Again, this method takes a handle to a window, and then returns an image containing that window's icon. If you wanted to snag all of the icon's for every top level window in the system, try using the EnumWindows API. Creating a task manager is beyond the scope of this article, so I just passed the main form's window handle to this method, and retrieve my own icon. Try different window handles, break out Spy++ to find them, or code in some other retrieval methods like FindWindow or FindWindowEX if you are after a single window. If you want advice on that, I'll be happy to help, just give me a yell. I've written task manager and a shell replacement, so I know my way around when it comes to get what I want from a window handle.

Spy++ Style Window Finder

Ok, this isn't the first time you've seen it, and it probably won't be the last. I didn't think it up, so I really don't deserve a lot of credit. This is just also cool. A few comments from the first posting of this article motivated me to include a window finder tool, just like Spy++.

So anyway, here's what's up. Just open the spy window, and left click and drag out the finder tool over any window. If you haven't figured it out by now, that everything you see is a window, whether it's a button or ListView, it's got a window handle. I guess that's why it's called Windows, and not GUIWidgets or something eh?

The code is pretty simple. It just uses the SetCapture/ReleaseCapture APIs to snag the mouse movements in or out of the spy window, as long as one of the mouse buttons are down. I went with the standard left-click-drag-over-a-window technique most of us are familiar with because of Spy++. I tried to mimic it as close as I could, but hey, this was a quick hack in the last two nights, so don't flame the crap out of me because it's not perfect.

The window highlighting was pretty simple too, just snagged the device context from the window under the cursor, and drew a rectangle around it. When the highlighting is done, it just forces the window to redraw itself with a few other handy APIs.

The window highlighting was by far the most interesting bit of the code, as Spy++ has always fascinated me, leaving me with countless hours of my coding life spent "highlighting" windows around on the desktop just to see that stupid rectangle show me where the window was that I was hovering over. Try it out, it's pretty fun for some reason to get a look at how various windows are composed of child windows.

Understanding the Sample

The sample code provides a mixture of GDI and GDI+ methods. All of the Windows APIs have been declared in the Win32.cs class. Stay out of there if you are squeamish. Nothing but declarations and other fun things for the guys that like that sort of thing.

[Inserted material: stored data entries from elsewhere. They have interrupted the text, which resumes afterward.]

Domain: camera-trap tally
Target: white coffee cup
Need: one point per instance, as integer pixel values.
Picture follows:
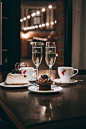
(28, 71)
(65, 73)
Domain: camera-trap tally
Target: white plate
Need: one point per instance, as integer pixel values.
(13, 86)
(32, 79)
(36, 89)
(72, 81)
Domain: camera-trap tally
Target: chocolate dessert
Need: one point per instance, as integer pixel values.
(44, 83)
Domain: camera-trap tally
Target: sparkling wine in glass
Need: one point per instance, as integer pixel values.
(37, 56)
(50, 54)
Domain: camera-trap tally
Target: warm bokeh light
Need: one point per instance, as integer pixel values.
(25, 28)
(43, 9)
(24, 18)
(47, 24)
(52, 23)
(33, 14)
(49, 36)
(38, 12)
(56, 55)
(55, 21)
(40, 26)
(28, 17)
(43, 25)
(50, 6)
(25, 35)
(21, 20)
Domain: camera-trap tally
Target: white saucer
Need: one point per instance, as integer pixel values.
(13, 86)
(72, 81)
(36, 89)
(32, 79)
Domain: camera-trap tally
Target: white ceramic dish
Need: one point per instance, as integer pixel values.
(36, 89)
(13, 86)
(58, 81)
(32, 79)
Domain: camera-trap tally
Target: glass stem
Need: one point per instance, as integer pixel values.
(50, 68)
(37, 73)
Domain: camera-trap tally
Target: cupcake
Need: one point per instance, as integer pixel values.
(44, 83)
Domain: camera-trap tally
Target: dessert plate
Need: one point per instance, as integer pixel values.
(13, 86)
(32, 79)
(72, 81)
(53, 89)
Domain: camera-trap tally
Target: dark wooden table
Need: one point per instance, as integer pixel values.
(23, 109)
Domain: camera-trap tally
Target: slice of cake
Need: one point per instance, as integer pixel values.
(16, 79)
(44, 83)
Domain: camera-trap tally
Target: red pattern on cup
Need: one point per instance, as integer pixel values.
(63, 72)
(24, 72)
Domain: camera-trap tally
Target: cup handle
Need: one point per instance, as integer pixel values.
(75, 73)
(34, 72)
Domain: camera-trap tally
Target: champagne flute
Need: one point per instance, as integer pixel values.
(50, 55)
(37, 55)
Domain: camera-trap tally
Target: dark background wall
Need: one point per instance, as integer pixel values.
(10, 33)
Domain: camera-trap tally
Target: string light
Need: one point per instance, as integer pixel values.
(37, 12)
(21, 20)
(28, 17)
(24, 18)
(43, 25)
(52, 23)
(33, 14)
(50, 6)
(55, 21)
(43, 9)
(36, 26)
(47, 24)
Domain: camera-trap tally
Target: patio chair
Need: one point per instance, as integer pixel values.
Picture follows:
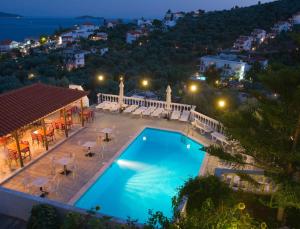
(158, 112)
(139, 111)
(34, 138)
(184, 116)
(54, 184)
(130, 108)
(26, 183)
(175, 115)
(148, 111)
(13, 156)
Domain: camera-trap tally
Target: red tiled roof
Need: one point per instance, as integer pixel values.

The real fun code is in the ScreenCapturing class. If you want to play around, try changing the main form's icon and see what is returned. Or try saving the images to a file. The main focus of the article was to help you understand how taking screen captures can be accomplished. For some, this is no big news, for others just starting out, this kind of a thing was big fun, but always seemed like I couldn't find any good examples to learn from. I hope, this will shed some light on this subject if it was dark and mysterious before!

Enjoy the code, and give me a shout if you like it! Maybe even a vote or two, a little thanks goes a long way in motivating me to write more articles! Thanks for reading!

History

Sometime in Februrary 2005 I posted the article.
Sometime in March 2005 I updated it.